Context. Partially ionized plasma is usually described by a single-fluid approach, where the ion-neutral collision effects are expressed by Cowling conductivity in the induction equation. However, the single-fluid approach is not valid for time-scales less than ion-neutral collision time. For these time-scales the two-fluid description is the better approximation. Aims. We aim to derive the dynamics of magnetohydrodynamic (MHD) waves in two-fluid partially ionized plasmas and to compare the results with those obtained under single-fluid description. Methods. Two-fluid equations are used, where ion-electron plasma and neutral particles are considered as separate fluids. Dispersion relations of linear waves are derived for the simplest case of homogeneous medium. Frequencies and damping rates of waves are obtained for different parameters of background plasma. Results. We found that two- and single-fluid descriptions give similar results for low-frequency waves. However, the dynamics of MHD waves in the two-fluid approach is significantly changed when the wave frequency becomes comparable with or higher than the ion-neutral collision frequency. Alfvén and fast magneto-acoustic waves attain their maximum damping rate at particular frequencies (for example, the peak frequency equals 2.5 times the ion-neutral collision frequency for 50% of neutral hydrogen) in the wave spectrum.
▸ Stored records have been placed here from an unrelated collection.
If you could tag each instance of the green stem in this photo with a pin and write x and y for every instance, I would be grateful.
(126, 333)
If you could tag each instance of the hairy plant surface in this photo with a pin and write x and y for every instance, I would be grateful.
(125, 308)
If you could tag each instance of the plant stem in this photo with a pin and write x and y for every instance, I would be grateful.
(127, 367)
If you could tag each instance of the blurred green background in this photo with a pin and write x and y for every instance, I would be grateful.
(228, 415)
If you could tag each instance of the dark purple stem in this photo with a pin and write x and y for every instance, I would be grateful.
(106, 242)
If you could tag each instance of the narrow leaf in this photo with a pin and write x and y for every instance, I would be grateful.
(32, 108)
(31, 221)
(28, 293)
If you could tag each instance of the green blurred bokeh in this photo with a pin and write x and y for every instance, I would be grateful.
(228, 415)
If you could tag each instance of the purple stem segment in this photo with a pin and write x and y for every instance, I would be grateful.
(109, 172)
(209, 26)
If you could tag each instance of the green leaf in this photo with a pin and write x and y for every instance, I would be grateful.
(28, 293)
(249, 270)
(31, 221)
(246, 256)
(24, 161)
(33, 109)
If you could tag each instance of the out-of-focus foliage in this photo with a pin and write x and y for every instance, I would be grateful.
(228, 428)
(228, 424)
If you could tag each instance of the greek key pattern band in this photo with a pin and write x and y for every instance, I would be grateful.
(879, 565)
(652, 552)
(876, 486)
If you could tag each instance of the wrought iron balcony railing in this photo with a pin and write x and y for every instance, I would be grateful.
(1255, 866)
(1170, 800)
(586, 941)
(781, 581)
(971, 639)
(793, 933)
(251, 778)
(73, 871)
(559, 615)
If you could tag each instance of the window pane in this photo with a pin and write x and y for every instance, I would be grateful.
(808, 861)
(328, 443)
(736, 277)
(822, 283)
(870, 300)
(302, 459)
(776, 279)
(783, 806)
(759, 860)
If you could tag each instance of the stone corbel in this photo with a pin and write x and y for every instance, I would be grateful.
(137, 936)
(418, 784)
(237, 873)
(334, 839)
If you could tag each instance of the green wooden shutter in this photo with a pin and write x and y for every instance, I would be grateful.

The damping rates are reduced for the higher frequency waves. The new mode of slow magneto-acoustic wave appears for higher frequency branch, which is connected to neutral hydrogen fluid. Conclusions. The single-fluid approach perfectly deals with slow processes in partially ionized plasmas, but fails for time-scales shorter than ion-neutral collision time. Therefore, the two-fluid approximation should be used for the description of relatively fast processes. Some results of the single-fluid description should be revised in future such as the damping of high-frequency Alfvén waves in the solar chromosphere due to ion-neutral collisions. © 2011 ESO.